Belcoo bore hole is a first step to ‘drill or drop’ decision

Tamboran director is trying to sell fracking to the people of Ireland

Dr Tony Bazley, regional director of 
 exploration company Tamboran: “We would ask for people to keep an open mind and make a decision based on the facts, not misinformation.”

Dr Tony Bazley, regional director of the exploration company Tamboran: “We would ask for people to keep an open mind and make a decision based on the facts, not misinformation.”


Dr Tony Bazley is the regional director of the exploration company Tamboran based in Co Down who has the task of trying to sell shale gas exploration to the people of Ireland. A former director of the Geological Survey of Northern Ireland he, like the DUP Minister for Energy Arlene Foster, appeals for calm, fair and objective assessment.
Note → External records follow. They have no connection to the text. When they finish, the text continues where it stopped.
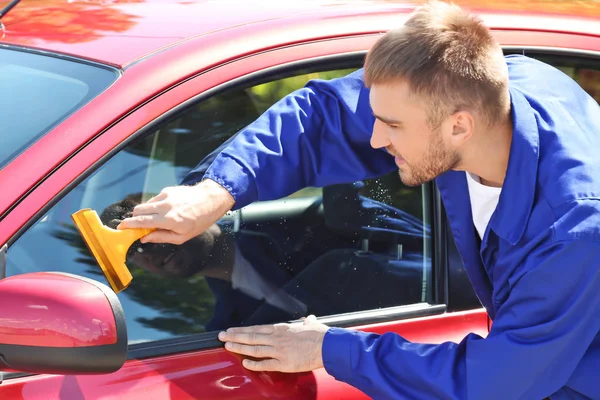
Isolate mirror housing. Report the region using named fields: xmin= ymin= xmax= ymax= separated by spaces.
xmin=0 ymin=272 xmax=127 ymax=375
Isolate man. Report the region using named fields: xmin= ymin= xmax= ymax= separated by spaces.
xmin=122 ymin=3 xmax=600 ymax=399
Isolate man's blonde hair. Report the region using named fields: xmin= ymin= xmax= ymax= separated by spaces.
xmin=364 ymin=1 xmax=510 ymax=127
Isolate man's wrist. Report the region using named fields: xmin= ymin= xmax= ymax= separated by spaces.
xmin=196 ymin=178 xmax=235 ymax=216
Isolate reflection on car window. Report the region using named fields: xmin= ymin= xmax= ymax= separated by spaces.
xmin=8 ymin=70 xmax=431 ymax=343
xmin=0 ymin=48 xmax=118 ymax=168
xmin=526 ymin=53 xmax=600 ymax=103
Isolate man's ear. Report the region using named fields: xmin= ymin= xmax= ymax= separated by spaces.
xmin=450 ymin=111 xmax=475 ymax=148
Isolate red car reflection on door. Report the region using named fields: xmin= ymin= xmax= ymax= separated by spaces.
xmin=0 ymin=0 xmax=600 ymax=399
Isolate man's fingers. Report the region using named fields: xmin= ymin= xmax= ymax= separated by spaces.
xmin=227 ymin=325 xmax=275 ymax=335
xmin=140 ymin=229 xmax=184 ymax=244
xmin=225 ymin=342 xmax=275 ymax=358
xmin=133 ymin=200 xmax=168 ymax=217
xmin=144 ymin=192 xmax=167 ymax=204
xmin=117 ymin=214 xmax=167 ymax=229
xmin=219 ymin=331 xmax=272 ymax=345
xmin=242 ymin=358 xmax=281 ymax=371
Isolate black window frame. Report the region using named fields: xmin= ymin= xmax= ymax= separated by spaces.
xmin=8 ymin=51 xmax=447 ymax=359
xmin=0 ymin=43 xmax=123 ymax=170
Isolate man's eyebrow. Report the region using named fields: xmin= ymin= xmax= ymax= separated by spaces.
xmin=373 ymin=114 xmax=402 ymax=125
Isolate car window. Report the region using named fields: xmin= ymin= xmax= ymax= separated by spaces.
xmin=0 ymin=48 xmax=118 ymax=168
xmin=8 ymin=66 xmax=432 ymax=343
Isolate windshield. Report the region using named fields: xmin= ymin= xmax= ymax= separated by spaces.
xmin=0 ymin=48 xmax=118 ymax=169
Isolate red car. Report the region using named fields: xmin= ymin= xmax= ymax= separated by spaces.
xmin=0 ymin=0 xmax=600 ymax=400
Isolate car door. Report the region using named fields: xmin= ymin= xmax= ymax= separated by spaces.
xmin=0 ymin=36 xmax=488 ymax=399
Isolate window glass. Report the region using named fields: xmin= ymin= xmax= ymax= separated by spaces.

Bazley must realise that if viable amounts of shale gas are found to be under the ground in Fermanagh, Leitrim, Cavan, Sligo, Roscommon and Donegal, that persuading the people on both sides of the Border, then the Northern Executive and Irish Government respectively, to accept and permit gas extraction, will be difficult.

As he says, it is a “couple of years” away before fracking – the shattering of oil and gas-bearing shale deposits by forcing down fluids and sand, thus releasing the gas – could take place. “We are only at the fact-finding stage,” he says.

First, it is for SDLP Minister for the Environment Mark H Durkan to decide whether to grant permission to Tamboran to drill a single 750m-deep, 15cm-wide bore hole at the Tamboran quarry outside Belcoo in west Fermanagh beside the border with Cavan and Leitrim. That decision is imminent.

If it is established from that bore hole that the find is viable, it will be for Ms Foster to decide whether to grant the go-ahead for fracking. She said she would make her decision in consultation with all of the Northern Executive.

In the Republic, no decision will be made until after a study by the Environmental Protection Agency is completed in 2016. However, as Bazley also realises, this is a critical moment, the time when Tamboran must decide whether to “drill or drop” the project.

He must also realise that there is a strong popular movement that opposes fracking. This is powerfully demonstrated by the anti-fracking protest group camped outside the razor-wired quarry gates near Belcoo.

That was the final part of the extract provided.